Anna Weeber was getting dressed for a bike ride with her husband and 2-year-old son, Declan, one September afternoon last fall when she was struck by a blinding headache.
The 27-year-old mom had suffered from frequent headaches – about three times a week since she was 16, she says – but this was a completely new level of agony.
“It was the most intense headache I’ve ever had in my life,” Anna, who was 26 weeks pregnant at the time, says. “It felt like a balloon was filling with tar in my head.”
The pain was so intense that she began sweating and vomiting. Then, as her husband Nate called 911, the Zeeland, Michigan, mom realized she couldn’t move the left side of her body.
“From that moment on, I don’t remember anything,” she says.
An ambulance arrived and Anna was rushed to the nearest hospital, where a CT scan identified a ruptured brain aneurysm.
An aneurysm is a ballooning of a blood vessel in the brain. When an aneurysm ruptures it releases blood into the spaces around the brain, which can cause a life-threatening stroke.
“About 50 percent of patients who have a ruptured brain aneurysm don’t even make it to the hospital alive,” explains Dr. Justin Singer, Director of Vascular Neurosurgery at Spectrum Health. “Of the 50 percent of those patients that do survive, another 30-50 percent don’t recover to their previous level of health and function.”
After Anna’s aneurysm was identified, she was rushed to Spectrum Health where she was treated by Dr. Singer. Singer says he felt deeply affected by Anna’s case, as she is about the same age as his wife, who was 24 weeks pregnant at the time.
By the time Anna reached Dr. Singer, she was lucky to be alive – but still in a condition that threatened not just her life, but also the life of her unborn child.
A maternal fetal specialist joined the case and together Anna’s medical team and family decided that a brain surgery to insert a clip that would isolate the aneurysm from the circulatory system so it could be removed was the best treatment option.
“I know if my wife was in that position I would want the most definitive treatment option that poses the least risk to the baby,” Dr. Singer tells PEOPLE. “And that’s surgery so that’s what I advised them to do.”
While Anna was in surgery, Nate continued to ask for prayers on Facebook, as he had been doing since the first ambulance ride.
“Hundreds if not thousands of people started praying for us all around the world,” Anna says.
Twenty hours after the nightmarish episode began Anna emerged from the successful surgery. After a day and night of worrying that Anna could suffer lasting effects from the stroke, Nate was elated to find that “she was completely back to herself,” the 33-year-old says.
Anna remained in the hospital so that doctors could look out for vasospasms, a common complication of a brain aneurysm that limits blood flow within the brain and can cause stroke-like symptoms, paralysis or death.

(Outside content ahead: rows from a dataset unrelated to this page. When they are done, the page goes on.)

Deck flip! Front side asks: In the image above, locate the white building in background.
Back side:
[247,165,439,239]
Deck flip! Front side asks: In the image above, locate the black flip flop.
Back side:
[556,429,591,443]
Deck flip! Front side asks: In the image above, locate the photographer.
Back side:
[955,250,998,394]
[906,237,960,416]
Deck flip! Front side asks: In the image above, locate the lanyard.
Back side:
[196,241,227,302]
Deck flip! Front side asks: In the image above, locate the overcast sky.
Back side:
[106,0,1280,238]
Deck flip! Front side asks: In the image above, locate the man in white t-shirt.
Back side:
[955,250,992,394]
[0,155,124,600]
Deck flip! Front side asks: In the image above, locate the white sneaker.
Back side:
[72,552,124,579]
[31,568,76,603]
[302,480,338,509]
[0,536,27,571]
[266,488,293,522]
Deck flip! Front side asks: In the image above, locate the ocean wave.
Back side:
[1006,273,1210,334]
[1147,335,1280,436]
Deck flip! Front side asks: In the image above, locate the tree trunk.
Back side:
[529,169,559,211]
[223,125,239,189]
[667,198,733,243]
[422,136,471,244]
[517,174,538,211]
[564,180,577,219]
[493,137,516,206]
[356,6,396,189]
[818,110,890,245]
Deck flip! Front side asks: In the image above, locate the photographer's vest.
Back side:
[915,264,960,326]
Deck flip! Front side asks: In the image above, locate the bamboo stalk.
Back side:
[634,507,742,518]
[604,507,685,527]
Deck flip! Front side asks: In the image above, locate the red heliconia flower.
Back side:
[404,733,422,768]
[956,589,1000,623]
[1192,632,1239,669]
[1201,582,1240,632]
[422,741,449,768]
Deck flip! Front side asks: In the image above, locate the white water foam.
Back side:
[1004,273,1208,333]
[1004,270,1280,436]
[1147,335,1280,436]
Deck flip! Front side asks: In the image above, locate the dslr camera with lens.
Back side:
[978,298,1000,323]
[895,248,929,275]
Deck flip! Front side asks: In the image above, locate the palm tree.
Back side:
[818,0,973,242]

Anna was treated for severe vasospasms and after 18 days she was released from the hospital. “It was so good to be home with our little family again we finally went apple picking and all of the normal fun fall activities,” she says.
The rest of the pregnancy went smoothly and on December 30, Anna and Nate welcomed a healthy baby boy they named Hudson.

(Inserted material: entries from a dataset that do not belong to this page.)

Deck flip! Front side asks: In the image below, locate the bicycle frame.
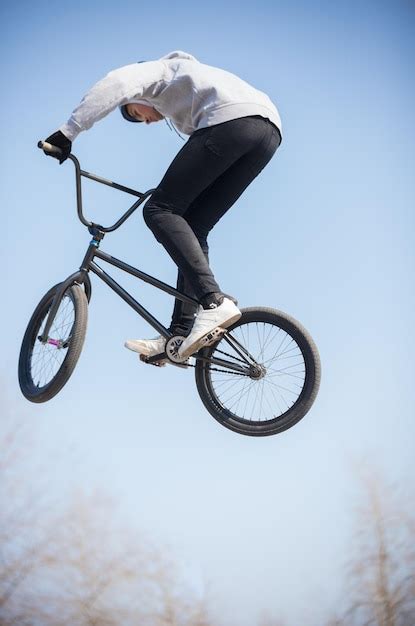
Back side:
[38,147,256,375]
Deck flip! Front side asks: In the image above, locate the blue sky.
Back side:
[0,0,415,626]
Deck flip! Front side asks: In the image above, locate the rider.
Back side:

“We were just praying that Hudson wouldn’t suffer any effects from the surgery and as far as we can tell he is one perfectly health little boy,” she says.
Still, Anna says she can’t help but feel overwhelmed with emotion when she thinks about all she and Hudson have been through together.
“The first couple of days after Hudson was born, he and I would look at each other and make eye contact and I would just start crying knowing everything we’ve been through together,” she says. “We both knew God got us through this huge miracle.”
Dr. Singer and his wife welcomed a baby girl they named Jordyn the following week and the two families have already gotten together for a play date.
Despite the grim statistics, Anna has only discovered two changes since the surgery. She was thrilled to find that her headaches stopped completely, and less thrilled to learn she has begun snoring. All things considered, she says, even that feels like a blessing.
“My husband is totally fine with the snoring considering that of all the possible outcomes I’m here and alive,” she says.